Tarifaço: Brasil e EUA voltam hoje à mesa de negociação
A reunião ocorrerá virtualmente, às 14h30, e será a primeira entre Jamieson Greer e o lado brasileiro desde que as novas sobretaxas entraram efetivamente em vigor
Armando Holanda - Correio Braziliense
Publicado: 31/08/2026 às 06:41
Márcio Elias Rosa: orientação é conter expectativas sobre a conversa (Marcelo Ferreira/CB/D.A Press)
O governo brasileiro chega à nova rodada de negociações comerciais com os Estados Unidos, marcada para esta segunda-feira (31/8), sem expectativa de um acordo imediato para reverter o tarifaço imposto pelo presidente Donald Trump. No Palácio do Planalto e no Itamaraty, a avaliação é de que o encontro entre o ministro do Desenvolvimento, Indústria, Comércio e Serviços (Mdic), Márcio Elias Rosa, e o representante comercial norte-americano, Jamieson Greer, terá caráter exploratório e servirá, principalmente, para medir até onde Washington está disposto a avançar.
A reunião ocorrerá virtualmente, às 14h30, e será a primeira entre Greer e o lado brasileiro desde que as novas sobretaxas entraram efetivamente em vigor. Além do Mdic, representantes do Ministério das Relações Exteriores devem acompanhar as discussões. O encontro foi articulado após a conversa telefônica entre Luiz Inácio Lula da Silva (PT) e Trump, no último dia 21, quando os dois presidentes concordaram em reabrir o canal de negociação comercial.
Nos bastidores, integrantes do governo dividem as tratativas em dois momentos. A primeira etapa, voltada a tentar impedir que Washington efetivasse as medidas, é considerada encerrada. Agora, Brasília trabalha diante de um novo cenário, com as tarifas já em vigor, e busca rediscutir pontos da relação comercial, além de identificar quais concessões os norte-americanos estariam dispostos a colocar sobre a mesa.
Ponto de partida
A orientação é conter expectativas sobre a conversa. Fontes do Planalto e do Itamaraty avaliam que dificilmente Márcio Elias e Greer sairão do encontro com um entendimento fechado. Eventuais propostas deverão retornar aos respectivos governos antes de qualquer decisão. A expectativa, portanto, é de que a reunião funcione como ponto de partida para uma nova sequência de negociações.
A prioridade brasileira será ampliar a relação de produtos excluídos das sobretaxas. Uma discussão mais ampla sobre a reversão das medidas ficaria para uma etapa posterior.

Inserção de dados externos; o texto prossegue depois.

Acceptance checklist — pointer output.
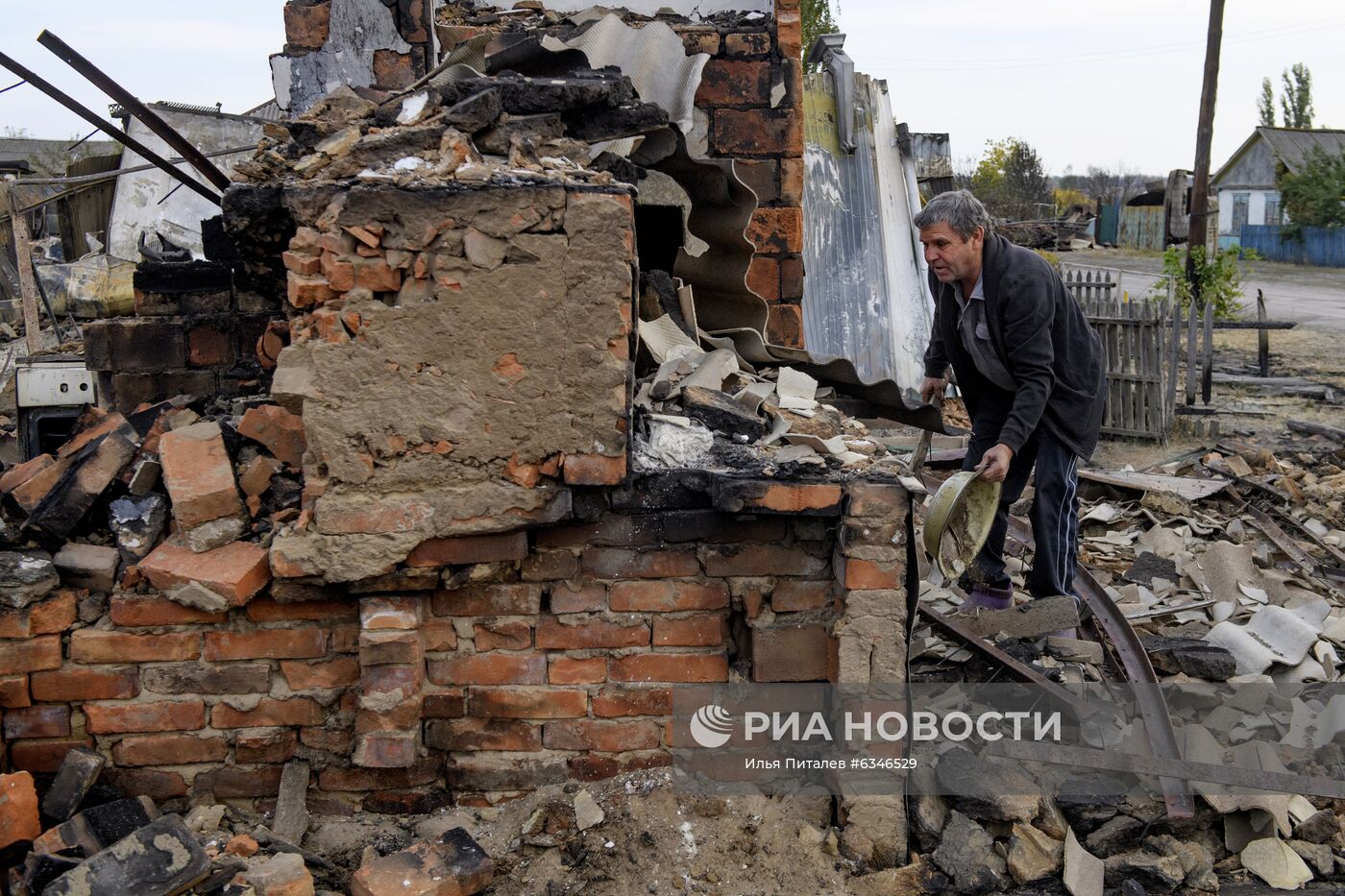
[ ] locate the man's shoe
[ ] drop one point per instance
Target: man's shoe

As duas medidas adotadas por Washington em julho estabeleceram cobranças adicionais de 25% e 12,5% sobre parcelas das importações brasileiras. Quando incidem simultaneamente sobre uma mesma mercadoria, a sobretaxa chega a 37,5%. Dados do Mdic apontam que 23,1% das exportações brasileiras aos Estados Unidos estão alcançadas pelas novas medidas. Desse total, 16,5% estão sujeitos à alíquota acumulada de 37,5%, incluindo máquinas e equipamentos, madeira, calçados, móveis e confecções.
Antes do agravamento da disputa, Márcio Elias e Greer já haviam participado de cinco reuniões de alto nível desde maio, além de encontros entre equipes técnicas. As discussões envolviam pontos levantados por Washington no âmbito da Seção 301, como comércio digital, tarifas preferenciais, propriedade intelectual, etanol, desmatamento e combate à corrupção. A sequência de conversas, porém, não impediu a adoção das sobretaxas.
Apesar de outros assuntos estratégicos permearem a relação bilateral, fontes do Itamaraty avaliam que a conversa deverá permanecer concentrada, inicialmente, no regime tarifário. Temas como minerais críticos, por exemplo, não são vistos neste momento como eixo central do encontro.